The change Process: Leading in a Culture of Change

Leading in a Culture of Change is a conceptual plan for the change process, as developed by Michael Fullan.

 Summary

Michael Fullan is an international authority on educational reform.  His research on change is widely read and employed in school systems across the country.  This book, “Leading In A Culture Of Change,” is, on many levels, the conceptual counterpart to Kotter’s book, “Leading Change.”  An overview of Fullan’s five competencies for change will be presented here.

 

The basic assumption is that, with environments experiencing radical change in an increasingly diverse world, and with quality decisions needing to be made “under conditions of mind-racing mania,” (p. v) leaders are caught between a rock and a hard place.  How do we arrive at well thought-out decisions with the train to extinction racing towards us?  To respond to such an environment, Fullan presents a change model that focuses on five competencies: moral purpose, understanding change, developing relationships, knowledge building, and coherence making.  Fullan believes that following these five competencies will allow “learning organizations ….  To cultivate and sustain learning under conditions of complex , rapid change.” (p. vii)

A brief delineation of these five competencies will be shared here: 

1. Moral Purpose

Moral purpose reminds us the why we do something is as important as what we do.  “Organizations need to have a soul, a state of mind which represents a social conscience. “ (p. 28)  Authentic leadership is more about character than expertise.  Moral purpose can align a group with direction, and  “awaken people’s intrinsic commitment.” (p. 20)  It can coalesce divergent forces, and remind us that we, first and foremost, “a community of humans.” (p. 26)

2. Understanding change

Mindful of the creative tension that extends from rapid and nonlinear change, and responding to the effects of the proverbial “burning platform” that can encourage change, Fullan lists six ideas that the leader must understand before initiating change:

a.     The goal is not to innovate the most; just superficial adornments?

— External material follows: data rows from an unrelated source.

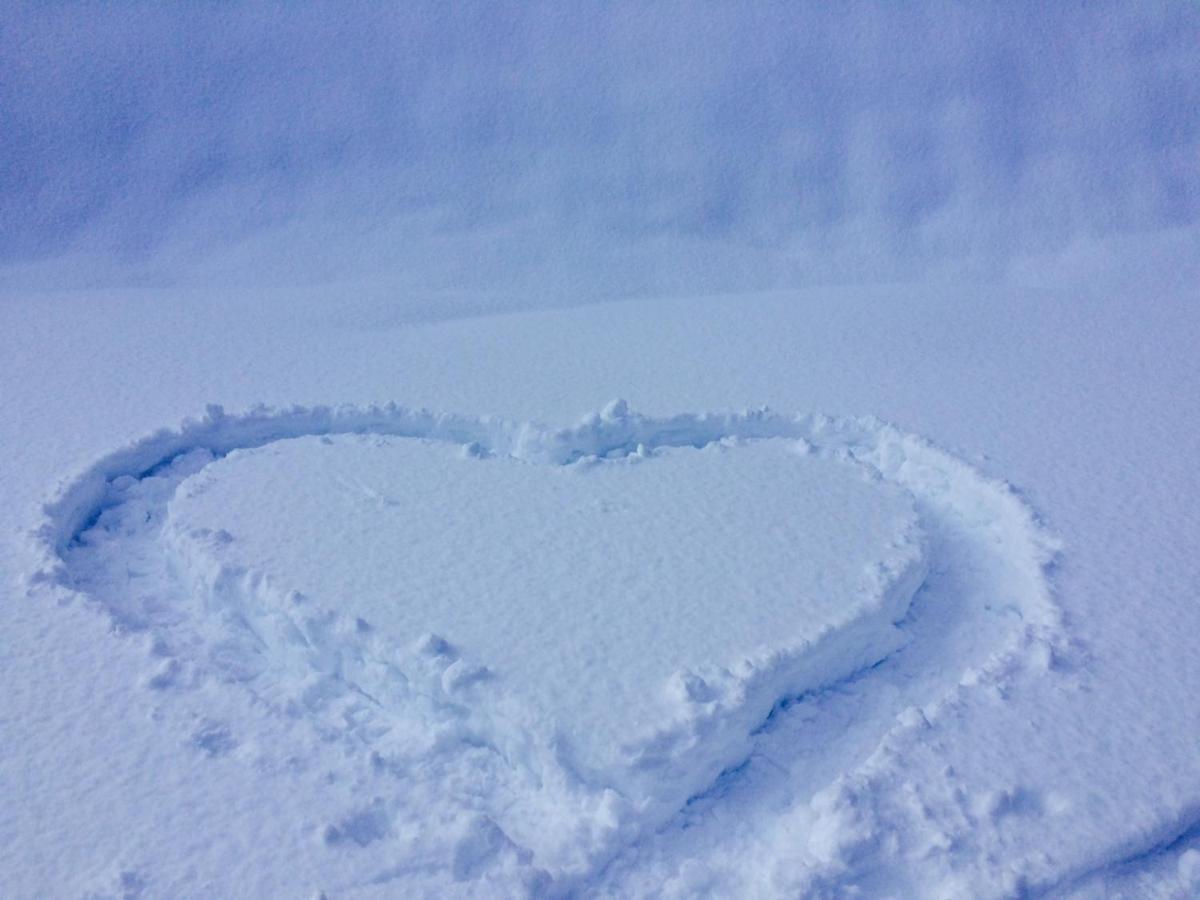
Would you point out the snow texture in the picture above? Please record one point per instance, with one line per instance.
(528, 727)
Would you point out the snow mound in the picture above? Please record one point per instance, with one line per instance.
(647, 611)
(556, 636)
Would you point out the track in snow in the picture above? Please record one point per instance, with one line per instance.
(984, 604)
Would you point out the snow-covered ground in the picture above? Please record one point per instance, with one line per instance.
(564, 534)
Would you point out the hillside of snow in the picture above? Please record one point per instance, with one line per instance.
(623, 451)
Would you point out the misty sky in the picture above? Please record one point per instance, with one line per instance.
(630, 148)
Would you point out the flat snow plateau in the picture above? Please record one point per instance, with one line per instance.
(371, 649)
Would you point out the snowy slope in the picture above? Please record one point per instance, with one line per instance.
(1036, 768)
(329, 565)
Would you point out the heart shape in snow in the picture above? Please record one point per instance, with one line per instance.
(591, 622)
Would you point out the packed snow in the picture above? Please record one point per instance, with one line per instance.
(334, 564)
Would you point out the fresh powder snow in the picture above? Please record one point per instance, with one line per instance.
(664, 451)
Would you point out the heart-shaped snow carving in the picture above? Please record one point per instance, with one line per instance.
(585, 624)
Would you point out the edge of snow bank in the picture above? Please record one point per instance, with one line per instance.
(719, 711)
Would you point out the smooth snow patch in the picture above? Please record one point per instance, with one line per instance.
(444, 725)
(617, 600)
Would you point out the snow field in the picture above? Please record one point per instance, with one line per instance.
(249, 569)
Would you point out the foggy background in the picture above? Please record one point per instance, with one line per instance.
(553, 153)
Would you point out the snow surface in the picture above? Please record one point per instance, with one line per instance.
(948, 251)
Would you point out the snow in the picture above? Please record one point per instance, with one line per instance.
(318, 576)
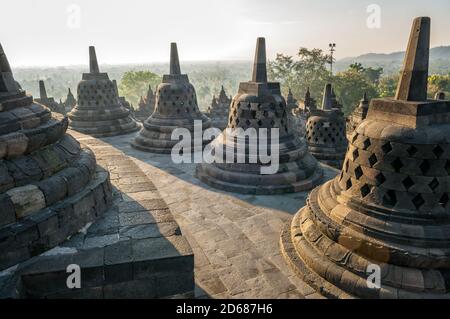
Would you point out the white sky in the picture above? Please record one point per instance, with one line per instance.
(37, 32)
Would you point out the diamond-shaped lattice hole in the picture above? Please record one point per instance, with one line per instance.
(412, 150)
(408, 182)
(418, 201)
(373, 160)
(444, 200)
(367, 143)
(365, 190)
(397, 164)
(390, 198)
(438, 151)
(386, 148)
(349, 184)
(434, 184)
(358, 172)
(380, 178)
(425, 167)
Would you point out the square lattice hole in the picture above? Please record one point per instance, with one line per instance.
(418, 201)
(380, 178)
(408, 182)
(397, 164)
(373, 160)
(365, 190)
(386, 148)
(438, 151)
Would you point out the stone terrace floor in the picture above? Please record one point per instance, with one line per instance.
(235, 238)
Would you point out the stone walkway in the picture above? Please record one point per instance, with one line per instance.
(235, 238)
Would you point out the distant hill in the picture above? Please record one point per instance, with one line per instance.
(392, 62)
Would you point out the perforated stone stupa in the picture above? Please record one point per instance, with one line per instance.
(325, 131)
(70, 101)
(260, 105)
(50, 186)
(358, 115)
(99, 111)
(390, 205)
(219, 109)
(176, 107)
(146, 106)
(49, 101)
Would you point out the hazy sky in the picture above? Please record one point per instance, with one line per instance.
(50, 32)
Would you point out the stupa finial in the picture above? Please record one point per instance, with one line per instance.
(413, 82)
(259, 65)
(174, 60)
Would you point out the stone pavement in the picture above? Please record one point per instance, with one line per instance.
(235, 238)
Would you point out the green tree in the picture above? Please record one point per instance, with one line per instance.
(350, 87)
(134, 84)
(437, 83)
(309, 69)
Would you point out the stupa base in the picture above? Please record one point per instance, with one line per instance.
(246, 188)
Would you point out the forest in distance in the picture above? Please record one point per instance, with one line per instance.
(374, 74)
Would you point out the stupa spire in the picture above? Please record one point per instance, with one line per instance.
(4, 64)
(42, 90)
(327, 102)
(414, 78)
(93, 63)
(174, 60)
(259, 65)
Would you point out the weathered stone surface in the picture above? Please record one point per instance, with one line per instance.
(260, 106)
(148, 258)
(98, 111)
(176, 107)
(44, 175)
(218, 111)
(390, 205)
(325, 131)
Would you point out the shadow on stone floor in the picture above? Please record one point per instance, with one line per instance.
(289, 203)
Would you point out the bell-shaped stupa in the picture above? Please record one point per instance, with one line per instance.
(176, 108)
(381, 229)
(48, 101)
(219, 109)
(70, 101)
(99, 111)
(146, 106)
(259, 107)
(357, 116)
(50, 186)
(325, 131)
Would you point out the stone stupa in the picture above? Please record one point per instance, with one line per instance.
(176, 107)
(70, 101)
(389, 207)
(50, 186)
(48, 101)
(291, 102)
(357, 116)
(260, 105)
(99, 111)
(219, 109)
(325, 131)
(146, 105)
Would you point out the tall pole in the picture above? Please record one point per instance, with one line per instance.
(332, 50)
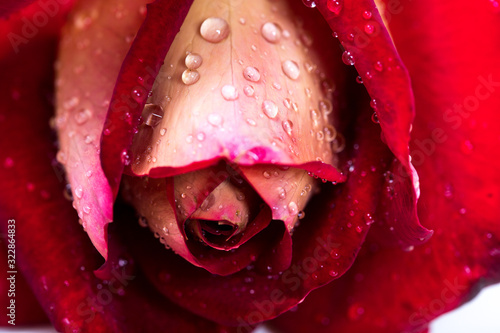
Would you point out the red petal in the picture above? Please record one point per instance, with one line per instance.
(387, 82)
(51, 249)
(324, 247)
(135, 81)
(399, 291)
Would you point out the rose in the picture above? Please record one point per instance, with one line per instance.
(70, 294)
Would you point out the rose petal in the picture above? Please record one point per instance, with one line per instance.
(272, 124)
(95, 41)
(392, 291)
(135, 80)
(387, 82)
(52, 251)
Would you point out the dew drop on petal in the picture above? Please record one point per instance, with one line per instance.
(251, 74)
(347, 58)
(249, 90)
(271, 32)
(270, 109)
(291, 69)
(82, 116)
(190, 76)
(215, 119)
(193, 61)
(214, 29)
(309, 3)
(229, 92)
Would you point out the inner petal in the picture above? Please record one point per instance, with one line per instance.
(251, 91)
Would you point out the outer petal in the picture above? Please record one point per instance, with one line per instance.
(51, 249)
(387, 82)
(457, 124)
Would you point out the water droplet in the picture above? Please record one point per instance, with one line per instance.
(82, 116)
(330, 133)
(271, 32)
(229, 92)
(251, 122)
(215, 119)
(251, 74)
(309, 3)
(193, 61)
(270, 109)
(214, 29)
(287, 126)
(369, 28)
(293, 209)
(291, 69)
(367, 15)
(325, 106)
(190, 76)
(334, 6)
(249, 90)
(347, 58)
(79, 191)
(152, 114)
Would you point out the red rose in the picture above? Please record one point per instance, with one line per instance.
(223, 149)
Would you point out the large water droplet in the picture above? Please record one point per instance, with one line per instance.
(330, 133)
(251, 74)
(249, 91)
(325, 106)
(271, 32)
(214, 29)
(270, 109)
(190, 76)
(215, 119)
(291, 69)
(229, 92)
(152, 114)
(193, 61)
(79, 191)
(293, 209)
(347, 58)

b.      It is not enough to have the best ideas; how to get buy-in?

c.      Appreciate the implementation dip; flexible leadership for diverse needs

d.      Redefine resistance; what are the positives and negatives – conflict is not all bad?

e.      Reculturing is the name of the game; a paradigm shift for permanence

f.       Never a checklist, always complexity; understanding and insight over action

The change process is more about wisdom than action.

 

3. Relationships, Relationships, Relationships

“ In a nonlinear, dynamic world, everything exists only in relationship to everything else, and the interactions among agents in the system lead to complex, unpredictable outcomes.” (52)  Developing meaningful and genuine relationships is about engineering the soul of the organization.  Covey says,” You can buy a man’s hands, but you can’t buy his heart.” (Seven Habits of Highly Successful People, 1989)  Relationship building is an attempt to buy the heart of the organization.  It will increase the effectiveness of the organization, as leadership breaks down the silos that engender autonomy that means, “isolation and reinforces the norms of individualism and conservatism.” (Fullan, p. 66)

 

4. Knowledge building

“Information is machines. Knowledge is people.  Information becomes knowledge only when it takes on a ‘social life.’ “ (p. 78) The challenge is how to create explicit knowledge (words and numbers) and tacit knowledge (beliefs and understanding that might be below the surface of awareness).  We might be able to secure access to explicit knowledge with machines, but we get to tacit knowledge only with relationships.   These relationships must be built on a strong culture of trust that will engender the ease of open dialogue.

 

5. Coherence Making

Change in a culture of diversity and rapidity will be messy and disorderly.  If we don’t make coherence out of the mess, change dies on the flatbed to nowhere, a path of too many change initiatives.  Using Kotter’s stages of guiding coalitions, empowerment, and visioning, one can see that so much of change is about people, and their ability to know what we all want and to see where we are going.   As so many change initiatives break up existing silos, and traditional roles, people need the leader to make sense of it all. Rapid change and slow learning produce a, “paradox that brings us to the hare and the tortoise.”  (119) 

 

Overview

That proverbial race embodies the challenge facing leaders today: how to move the organization forward slowly enough so that we are all on the same page, but quickly enough so that the competitive world around us does not pass us by.   Fullan frames this challenge with much of the same general concepts, but in a more theoretical way.  Kotter’s steps/stages are presented in correlative conceptual format.  Where Kotter speaks of developing a vision, Fullan talks of knowledge creation.  Where Kotter discussed guiding coalitions and empowering team members, Fullan posited the power of relationship building.  While Kotter gave us the nuts and bolts for change, I believe that Fullan gives us the rationale of why we need the bolts.